République 2.0, entrer dans le Société de l'Information

Author: amo@emakina.fr

rep20.pngLe logo ci-contre est caractéristique de l’univers web 2 et il figure en couverture du rapport que Michel Rocard vient de livrer. Il est clair que la formule “Vers une société de la connaissance ouverte” est très prometteuse et quand on connaît l’expertise de l’ancien premier ministre sur le sujet, on ne peut qu’être alléché.


Pas facile à trouver, ledit rapport, c’est presque paradoxal. ZDNet m’a mis l’eau à la bouche vendredi et j’ai creusé sans succès la galaxie web PS. C’est finalement grace à Jean-Michel Billaut (logique) que je peux vous proposer de le télécharger ici.
Je vous invite vivement à le lire et à vous faire votre avis. Pour ma part, je pense que l’objet gagne à être connu non pas pour ses recommandations mais pour la philosophie générale qu’il développe. Ce document est en effet marqué par les valeurs du réseau et de fait il porte en effet en plein sur le noeud du problème à mon goût, c’est-à-dire la contradiction entre les modèles installés top-down et hiérarchisée avec la logique horizontale et réticulaire des modèles en société de l’information. Le maître mot, c’est en effet d’entrer dans la celle-ci, avec ce que cela veut dire de décloisonnement, libération de l’information et création d’environnements fertiles ouverts.

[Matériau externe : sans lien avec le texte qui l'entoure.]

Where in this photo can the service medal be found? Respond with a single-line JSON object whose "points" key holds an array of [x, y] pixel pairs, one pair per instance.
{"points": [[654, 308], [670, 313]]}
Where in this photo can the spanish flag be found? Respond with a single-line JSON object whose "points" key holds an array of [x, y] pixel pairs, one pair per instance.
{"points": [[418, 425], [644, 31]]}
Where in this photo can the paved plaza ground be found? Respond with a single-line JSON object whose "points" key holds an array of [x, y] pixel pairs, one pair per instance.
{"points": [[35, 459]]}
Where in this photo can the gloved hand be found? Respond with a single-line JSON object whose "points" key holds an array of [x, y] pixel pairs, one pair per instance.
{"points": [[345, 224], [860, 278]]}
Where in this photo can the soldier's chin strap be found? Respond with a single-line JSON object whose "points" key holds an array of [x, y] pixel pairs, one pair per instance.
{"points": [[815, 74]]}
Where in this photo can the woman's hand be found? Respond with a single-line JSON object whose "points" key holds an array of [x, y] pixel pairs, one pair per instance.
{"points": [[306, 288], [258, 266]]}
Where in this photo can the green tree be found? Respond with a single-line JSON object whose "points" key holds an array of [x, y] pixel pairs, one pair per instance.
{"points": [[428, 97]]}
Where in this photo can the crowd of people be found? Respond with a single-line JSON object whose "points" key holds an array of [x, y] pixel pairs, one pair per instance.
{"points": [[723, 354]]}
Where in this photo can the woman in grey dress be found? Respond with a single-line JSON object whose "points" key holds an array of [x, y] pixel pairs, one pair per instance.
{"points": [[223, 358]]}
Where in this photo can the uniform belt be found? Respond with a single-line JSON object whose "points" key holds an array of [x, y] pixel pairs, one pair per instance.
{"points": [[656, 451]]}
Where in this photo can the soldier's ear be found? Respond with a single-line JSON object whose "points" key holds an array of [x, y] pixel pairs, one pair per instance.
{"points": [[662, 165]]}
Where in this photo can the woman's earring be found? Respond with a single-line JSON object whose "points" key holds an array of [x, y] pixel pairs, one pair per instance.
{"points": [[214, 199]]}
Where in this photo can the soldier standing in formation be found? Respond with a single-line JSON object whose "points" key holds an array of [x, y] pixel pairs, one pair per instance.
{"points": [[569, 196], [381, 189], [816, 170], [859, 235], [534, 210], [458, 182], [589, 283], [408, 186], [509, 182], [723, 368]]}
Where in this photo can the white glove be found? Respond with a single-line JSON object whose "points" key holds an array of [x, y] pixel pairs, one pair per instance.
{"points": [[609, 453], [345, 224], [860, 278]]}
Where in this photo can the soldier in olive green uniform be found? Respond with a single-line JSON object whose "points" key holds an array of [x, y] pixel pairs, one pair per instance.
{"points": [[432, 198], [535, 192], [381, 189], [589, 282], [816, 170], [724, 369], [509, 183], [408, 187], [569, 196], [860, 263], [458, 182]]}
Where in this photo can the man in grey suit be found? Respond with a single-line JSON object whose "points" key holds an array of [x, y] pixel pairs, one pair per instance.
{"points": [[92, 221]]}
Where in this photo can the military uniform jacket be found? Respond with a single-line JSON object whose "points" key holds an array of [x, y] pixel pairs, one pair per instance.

Ce rapport considère le citoyen, l’entreprise ou l’agent public comme un acteur et propose simplement d’aplatir le système. Il injecte du bottom-up dans le système en ‘libérant l’action des agents” par exemple ou en disant qu’il ne suffit pas de décréter pour que ça se passe et pose l’évaluation et le ROI comme valeur clé. Il implique ni plus ni moins que de changer radicalement de modèle d’organisation, un changement de société à l’ère numérique. J’avoue par ailleurs avoir goûté avec une certaine délectation les recadrages radicaux auxquels il soumet les politiques d’innovation, l’école ou encore la culture et cette chère DADVSI.
Cela étant dit, j’ai peur que l’on ne retienne de ce travail que des mesures symboles alors que l’approche est ce qu’il y a de plus innovant et audacieux. J’attends donc beaucoup de la reformulation et de la contradiction qui va en être fait pour me faire un jugement et j’espère qu’à si peu de l’échéance, la société de l’information va gagner un vrai débat grâce à ce texte.